La Lega Nord va allo scontro aperto con l'Udc, da Bossi gli insulti a Casini Il leader del Carroccio non sopporta neppure un accenno di distensione con i centristi
BERGAMO (24 agosto 2010) - Il leader della Lega Nord Umberto Bossi non sopporta nessun accenno a una possibile alleanza con l'Udc di Pier Ferdinando Casini. E parlando a Verdello di Bergamo lo ha ribadito in modo chiaro. E su una possibile apertura della coalizione all'Udc ha spiegato: "Il partito di Casini non c'era con noi al momento delle elezioni. Vorrebbe dire che chi ha perso le elezioni andrebbe a governare". Il ministro delle Riforme è poi passato agli insulti diretti sul leader centrista: "Casini è uno stronzo. E' quel che rimane dei democristiani, di quei furfanti e farabutti che tradivano il nord". La replica dell'ex presidente della Camera non si fatta attendere: "Gli insulti che questa sera Bossi mi ha gentilmente rinnovato dimostrano in modo chiaro quale errore è stato affidare il Paese in queste mani".

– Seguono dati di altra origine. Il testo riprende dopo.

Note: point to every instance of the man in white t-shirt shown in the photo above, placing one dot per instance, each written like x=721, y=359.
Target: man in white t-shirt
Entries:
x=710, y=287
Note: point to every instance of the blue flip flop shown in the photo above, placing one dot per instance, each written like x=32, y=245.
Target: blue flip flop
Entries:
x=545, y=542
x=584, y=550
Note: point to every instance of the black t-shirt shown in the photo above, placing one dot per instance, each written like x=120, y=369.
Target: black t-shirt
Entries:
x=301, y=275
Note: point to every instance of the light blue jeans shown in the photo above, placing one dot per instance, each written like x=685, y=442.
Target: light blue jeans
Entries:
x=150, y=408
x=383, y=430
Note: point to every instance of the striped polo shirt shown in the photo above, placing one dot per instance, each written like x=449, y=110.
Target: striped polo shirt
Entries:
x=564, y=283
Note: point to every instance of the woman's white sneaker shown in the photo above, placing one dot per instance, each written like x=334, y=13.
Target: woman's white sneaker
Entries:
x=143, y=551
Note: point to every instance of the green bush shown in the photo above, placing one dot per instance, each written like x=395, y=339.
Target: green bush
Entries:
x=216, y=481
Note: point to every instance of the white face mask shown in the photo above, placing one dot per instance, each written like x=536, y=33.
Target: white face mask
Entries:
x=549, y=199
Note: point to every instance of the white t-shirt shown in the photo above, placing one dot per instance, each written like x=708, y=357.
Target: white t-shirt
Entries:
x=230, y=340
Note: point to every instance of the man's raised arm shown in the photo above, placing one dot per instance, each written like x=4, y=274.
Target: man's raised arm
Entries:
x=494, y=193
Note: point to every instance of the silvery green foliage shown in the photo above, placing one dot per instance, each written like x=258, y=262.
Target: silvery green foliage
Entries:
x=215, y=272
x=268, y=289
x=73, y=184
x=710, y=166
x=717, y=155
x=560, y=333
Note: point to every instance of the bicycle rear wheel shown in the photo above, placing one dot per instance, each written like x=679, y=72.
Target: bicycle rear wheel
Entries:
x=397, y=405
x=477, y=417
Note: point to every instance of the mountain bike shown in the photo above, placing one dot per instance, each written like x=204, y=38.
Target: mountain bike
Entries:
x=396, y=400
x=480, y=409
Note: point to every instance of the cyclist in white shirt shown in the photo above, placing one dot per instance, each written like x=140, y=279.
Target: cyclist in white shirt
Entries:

Scontri a Mogadiscio: sono 29 i morti tra i civili, almeno 98 restano feriti Fra truppe governative dell'Unione africana (Amisom) e dei ribelli dello Shabaab
MOGADISCIO (24 agosto 2010) - Sono almeno 29 le persone rimaste uccise a Mogadiscio, in Somalia, negli scontri fra truppe governative dell'Unione africana (Amisom) e dei ribelli dello Shabaab che sono collegati ad Al Qaeda. Sono tutte civili le vittime, mentre almeno altre 98 persone sono rimaste ferite. Lo hanno detto fonti mediche e locali testimoni delle violenze. Appena nella giornata di lunedì un portavoce dello Shabaab, Sheikh Ali Mohamoud Rage, aveva annunciato l'inizio di una vasta offensiva ''contro gli invasori cristiani e il governo apostata''. Dalla fine del 2009 il governo somalo controlla una piccola parte della capitale, mentre molte altre zone sono ad appannaggio dei ribelli.
Si prolunga l'estate: una settimana di caldo, il picco nel weekend La colonnina delle temperature in salita in particolare al Centro che arriva a 36°
MILANO (24 agosto 2010) - Sarà una settimana all'insegna del beltempo, ma anche con temperature in grande risalita e caldo su tutta la Penisola. L'ultimo weekend di agosto si prospetta rovente sullo Stivale. Almeno è questo il quadro fornito dalle previsioni dal Centro Epson. Mario Giuliacci dice che ci "sarà caldo sino alla fine del mese, con qualche parentesi al Nord tra mercoledì e giovedì. In particolare saranno dunque le regioni del Centro a essere colpite dall'ondata di calore, con l'Emilia-Romagna che rimarrà costante tra i 28 e i 31 gradi. Questo, spiega l'esperto, per una nuova "brusca avanzata dell'anticiclone nordafricano". Il vero picco si toccherà comunque nelle giornate di sabato e domenica quando il termometro potrebbe arrivare a segnare tra i 33 e i 36 gradi. Poi nei primi giorni di settembre rinfrescherà.